Kamala Harris in pole position in un ipotetico dopo-Biden. Le quotazioni della vicepresidente sono in aumento, con i democratici che sembrano confluire, almeno “per stanchezza”, sulla sua nomina qualora il presidente decidesse di fare un passo indietro. Il fronte però non è compatto e una voce importante si è alzata dal coro, quella dell’ex speaker della Camera. Nancy Pelosi infatti preferirebbe un processo ‘aperto’ invece che un’incoronazione automatica di Harris. Una mini-primaria – è l’idea di Pelosi – sarebbe più democratica, rifletterebbe i sondaggi, motiverebbe gli elettori e consentirebbe alla lunga ‘panchina’ di democratici di farsi avanti e brillare.
Un processo di nomina competitivo, inoltre, rafforzerebbe Harris nel caso in cui la vicepresidente si affermasse sui rivali. Anche se caldeggiata da più parti, l’ipotesi di una mini-primaria comporta non pochi rischi. Il primo è che scavalcando Kamala si corre il pericolo di alienare il voto degli afroamericani, nocciolo duro dell’elettorato democratico. Senza contare il caos che potrebbe scatenarsi alla convention di agosto, che già si prospetta tesa fra le decine di manifestazioni pro-Gaza in programma. Se Biden “dovesse decidere” di abbandonare la corsa, “dovranno esserci azioni rapide. Non penso che possiamo passare per una incoronazione.
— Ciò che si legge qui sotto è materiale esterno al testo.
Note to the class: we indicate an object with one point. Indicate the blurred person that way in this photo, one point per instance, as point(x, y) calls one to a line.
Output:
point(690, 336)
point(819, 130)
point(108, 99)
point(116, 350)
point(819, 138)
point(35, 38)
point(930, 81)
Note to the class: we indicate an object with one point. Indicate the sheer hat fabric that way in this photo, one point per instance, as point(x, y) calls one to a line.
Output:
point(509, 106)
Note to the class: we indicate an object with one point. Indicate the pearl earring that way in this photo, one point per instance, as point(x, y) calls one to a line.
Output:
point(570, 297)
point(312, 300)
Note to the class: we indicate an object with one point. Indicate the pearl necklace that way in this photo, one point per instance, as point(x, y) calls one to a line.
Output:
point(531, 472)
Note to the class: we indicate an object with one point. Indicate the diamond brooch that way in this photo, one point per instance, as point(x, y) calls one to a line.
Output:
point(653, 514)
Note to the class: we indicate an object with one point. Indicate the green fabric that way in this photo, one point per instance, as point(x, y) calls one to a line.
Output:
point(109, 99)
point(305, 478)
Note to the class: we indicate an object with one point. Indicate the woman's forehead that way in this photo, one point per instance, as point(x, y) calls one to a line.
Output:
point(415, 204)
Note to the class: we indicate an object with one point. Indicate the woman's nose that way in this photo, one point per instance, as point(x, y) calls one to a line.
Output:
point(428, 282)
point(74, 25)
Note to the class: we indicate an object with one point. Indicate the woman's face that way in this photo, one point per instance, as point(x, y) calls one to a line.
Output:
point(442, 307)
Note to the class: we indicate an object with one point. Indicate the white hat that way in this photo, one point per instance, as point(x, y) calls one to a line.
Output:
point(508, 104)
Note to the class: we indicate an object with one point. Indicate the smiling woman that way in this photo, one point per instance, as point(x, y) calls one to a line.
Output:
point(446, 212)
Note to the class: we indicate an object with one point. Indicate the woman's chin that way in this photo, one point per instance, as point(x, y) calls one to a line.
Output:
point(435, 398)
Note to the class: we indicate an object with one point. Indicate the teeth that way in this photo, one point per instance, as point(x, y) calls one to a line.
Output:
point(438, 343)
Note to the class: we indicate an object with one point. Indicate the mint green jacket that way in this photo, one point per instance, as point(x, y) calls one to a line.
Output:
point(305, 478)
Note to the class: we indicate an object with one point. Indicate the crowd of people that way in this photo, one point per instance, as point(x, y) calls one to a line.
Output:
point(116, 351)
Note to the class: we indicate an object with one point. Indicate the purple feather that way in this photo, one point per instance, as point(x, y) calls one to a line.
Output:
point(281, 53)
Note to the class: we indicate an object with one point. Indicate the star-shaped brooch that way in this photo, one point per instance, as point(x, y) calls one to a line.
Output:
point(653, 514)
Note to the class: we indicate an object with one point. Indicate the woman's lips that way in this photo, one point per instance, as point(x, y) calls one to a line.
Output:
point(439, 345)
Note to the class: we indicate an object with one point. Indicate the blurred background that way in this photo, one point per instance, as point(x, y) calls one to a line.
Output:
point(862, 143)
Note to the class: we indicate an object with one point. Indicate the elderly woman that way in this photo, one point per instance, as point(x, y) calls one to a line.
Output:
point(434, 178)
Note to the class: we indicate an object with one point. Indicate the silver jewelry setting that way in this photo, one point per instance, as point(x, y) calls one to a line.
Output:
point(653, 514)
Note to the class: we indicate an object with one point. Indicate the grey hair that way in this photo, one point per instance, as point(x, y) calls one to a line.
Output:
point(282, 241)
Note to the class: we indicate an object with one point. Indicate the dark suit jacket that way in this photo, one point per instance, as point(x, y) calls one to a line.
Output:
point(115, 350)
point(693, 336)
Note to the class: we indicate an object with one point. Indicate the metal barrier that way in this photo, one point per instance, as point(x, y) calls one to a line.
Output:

Una sorta di mini-primaria, anche con il controllo degli ex presidenti Obama e Clinton, dovrebbe essere la strada”, ha detto la deputata democratica Zoe Lofgren, alleata di Pelosi e le cui dichiarazioni è noto abbiano ricevuto la benedizione dell’ex speaker della camera. Oltre a Kamala, fra i papabili sostituti di Biden alla presidenza ci sono i governatori di Michigan, Pennsylvania e California, rispettivamente Gretchen Whitmer, Josh Shapiro e Gavin Newsom. Non è chiaro comunque se siano o meno interessati: considerati gli astri nascenti del partito, destinati a conquistarne la leadership, il loro interesse è più per le presidenziali del 2028 e non è quindi detto che vogliano correre il rischio di bruciarsi in una rischiosissima mini-primaria affrettata. Il caos alla convention, comunque, potrebbe scattare anche se Biden decidesse di non lasciare. I delegati che si sono impegnati a votarlo – ma che non sono obbligati a farlo – potrebbero decidere di seguire le preferenze dettate dai pesi massimi del partito, quali i leader del Senato e della Camera, Chuck Schumer e Hakeem Jeffries, e respingere il presidente. Uno scenario che potrebbe essere usato solo come ultima risorsa nel caso in cui il presidente ostinatamente restasse in corsa contro la volontà del partito.